In this part, I trained four types of models and deployed the best. Below is the diagram of this part.

Model Training

To train a machine learning model, I think, is just like cooking. If there is a recipe, I should try the existing recipe first. To reinvent pizza is not fun, and the new pizza may not as tasty as the “experienced” pizza. In the AI Platform, there are three build-in algorithms, and I should try them first.

The three algorithms are XGBoost, wide and deep model, and linear learner model. XGBoost tree is a kind of traditional machine learning model. Like random forest tree, it’s based on decision tree ensembles, which combine the results of multiple classifications and regression models. The wide and deep model combines a linear model that learns and “memorizes” a wide range of rules with a deep neural network that “generalizes” the rules. A linear learner model assigns one weight to each input feature and sums the weights to predict a numerical target value. See more details.

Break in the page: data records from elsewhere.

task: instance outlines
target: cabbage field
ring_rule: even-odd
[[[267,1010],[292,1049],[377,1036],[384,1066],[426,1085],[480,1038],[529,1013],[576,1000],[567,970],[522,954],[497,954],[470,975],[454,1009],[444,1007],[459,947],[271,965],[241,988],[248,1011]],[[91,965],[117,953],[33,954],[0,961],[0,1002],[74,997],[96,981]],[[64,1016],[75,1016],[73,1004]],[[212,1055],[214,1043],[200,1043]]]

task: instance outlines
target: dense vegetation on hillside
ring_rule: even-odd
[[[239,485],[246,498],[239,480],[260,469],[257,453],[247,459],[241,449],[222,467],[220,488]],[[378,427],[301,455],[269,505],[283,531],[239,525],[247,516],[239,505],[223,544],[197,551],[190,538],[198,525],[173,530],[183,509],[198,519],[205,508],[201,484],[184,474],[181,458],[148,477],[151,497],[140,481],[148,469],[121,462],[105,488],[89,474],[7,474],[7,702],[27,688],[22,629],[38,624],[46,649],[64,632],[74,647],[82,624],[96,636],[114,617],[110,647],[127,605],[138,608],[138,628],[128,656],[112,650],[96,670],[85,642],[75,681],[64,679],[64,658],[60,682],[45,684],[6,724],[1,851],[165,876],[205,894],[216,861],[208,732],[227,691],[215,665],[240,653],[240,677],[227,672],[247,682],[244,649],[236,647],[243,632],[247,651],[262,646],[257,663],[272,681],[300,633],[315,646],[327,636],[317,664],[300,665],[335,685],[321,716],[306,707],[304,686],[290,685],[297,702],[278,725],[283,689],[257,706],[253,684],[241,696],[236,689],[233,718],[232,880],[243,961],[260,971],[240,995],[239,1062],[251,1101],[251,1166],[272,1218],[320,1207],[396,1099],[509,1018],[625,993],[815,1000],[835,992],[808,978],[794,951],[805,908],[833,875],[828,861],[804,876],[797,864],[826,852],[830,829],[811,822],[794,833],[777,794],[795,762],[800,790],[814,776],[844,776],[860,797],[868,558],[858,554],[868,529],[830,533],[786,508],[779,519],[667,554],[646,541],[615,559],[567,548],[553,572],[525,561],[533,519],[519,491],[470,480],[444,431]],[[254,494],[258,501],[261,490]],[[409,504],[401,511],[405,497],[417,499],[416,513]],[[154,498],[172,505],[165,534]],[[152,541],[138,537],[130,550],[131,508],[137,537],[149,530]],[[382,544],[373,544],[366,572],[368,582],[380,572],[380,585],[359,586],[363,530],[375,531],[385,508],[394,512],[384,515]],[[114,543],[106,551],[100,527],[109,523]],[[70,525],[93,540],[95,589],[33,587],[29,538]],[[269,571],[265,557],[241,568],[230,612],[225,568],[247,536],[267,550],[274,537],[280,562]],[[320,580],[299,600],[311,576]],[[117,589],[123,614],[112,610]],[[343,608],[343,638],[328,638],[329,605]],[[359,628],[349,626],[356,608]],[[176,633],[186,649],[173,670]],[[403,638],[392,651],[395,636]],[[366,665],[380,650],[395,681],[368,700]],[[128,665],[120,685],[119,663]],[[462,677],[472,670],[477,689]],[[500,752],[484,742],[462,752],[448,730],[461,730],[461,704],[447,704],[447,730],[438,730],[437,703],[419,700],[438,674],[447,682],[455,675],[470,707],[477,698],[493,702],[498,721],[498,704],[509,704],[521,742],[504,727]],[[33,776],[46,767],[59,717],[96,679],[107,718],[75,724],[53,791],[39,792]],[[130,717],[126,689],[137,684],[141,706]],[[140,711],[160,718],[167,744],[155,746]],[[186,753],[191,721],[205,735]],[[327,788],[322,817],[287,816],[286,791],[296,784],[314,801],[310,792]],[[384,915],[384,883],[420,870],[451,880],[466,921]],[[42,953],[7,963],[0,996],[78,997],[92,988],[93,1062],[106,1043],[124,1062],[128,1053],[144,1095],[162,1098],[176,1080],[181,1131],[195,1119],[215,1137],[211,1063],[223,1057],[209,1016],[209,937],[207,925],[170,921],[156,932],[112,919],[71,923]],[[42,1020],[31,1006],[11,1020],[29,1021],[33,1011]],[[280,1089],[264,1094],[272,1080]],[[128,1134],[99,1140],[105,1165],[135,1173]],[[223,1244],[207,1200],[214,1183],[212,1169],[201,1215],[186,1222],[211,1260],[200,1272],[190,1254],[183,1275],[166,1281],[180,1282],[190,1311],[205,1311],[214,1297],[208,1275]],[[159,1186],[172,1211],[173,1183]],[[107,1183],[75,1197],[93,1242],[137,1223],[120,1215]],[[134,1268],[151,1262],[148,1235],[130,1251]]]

Their final evaluation results are compared as follows. Strangely, this final evaluation in logging for build-in algorithms seems only to use part of the evaluation data. As a result, I have to evaluate the best built-in models by using all the evaluation data.

Type Final AUC Evaluation
XGBoost 0.865
Linear learner model 0.923
Wide and deep model 0.961

The wide and deep model performs the best here. Now, it’s time to write my code and see whether I could beat Google’s automation.

Luckily, mine is better than Google’s automatic data processing and model creation.

Best Model

Here, we can do model examinations to know the model’s pros and cons and then can “targeted” refined the model. For example, use the What-if tool. However, from my experiences, this tool is not friendly with the AI Platform. Also, it’s not directly related to GCP. So, I skip this part.

Then, it’s time to deploy the model.

Model Deployment

In this part, I used the Google Sheet as the platform and AI-platform as the backend to deploy my model. Below is the diagram of this part. And the idea of using Google Sheet in this way is from “How to Grow a Spreadsheet into an Application, Google Next 2019

Model Deployment

As mentioned in one of my previous posts, here come at least three solutions.

First, simply click the “Deploy Model”. Then GCP will deploy it on ML engines and handle all the other processes. Second, you can deploy the model by yourself, and using docker to make the model service containerized is the option. It’s super fast to write a Dockerfile based on TensorFlow Serving and use Google Build to wrap the model into a container and deploy it to Kubernetes. Last, to achieve full DIY, you can choose to use a VM and do what you want. In this case, you have to set the networking forwarding rules, safety rules, etc..

For simplicity, I selected the first option. Here, it’s worth to notice that to invoke a model deployed on Google ML engines, a role for “ML Engine Developer” is needed. A helpful practice is to create a server account with this role and grant this server account to a microserver on Google Functions.

I chose Google Sheet as the platform to create a demo APP. Google Sheet has the database, UI, security, and loads of built-in APIs. To match this platform, I used Google Forms as the APP UI.

Sample Msg

Wrap Up

Let’s wrap up with the whole structure.

Whole Structure

Better Solutions I know now

Convert the model as Tensorflow.JS and deploy it on the client-side to achieve zero maintenance cost.

Use Flutter or Angular to write a more beautiful and customized UI.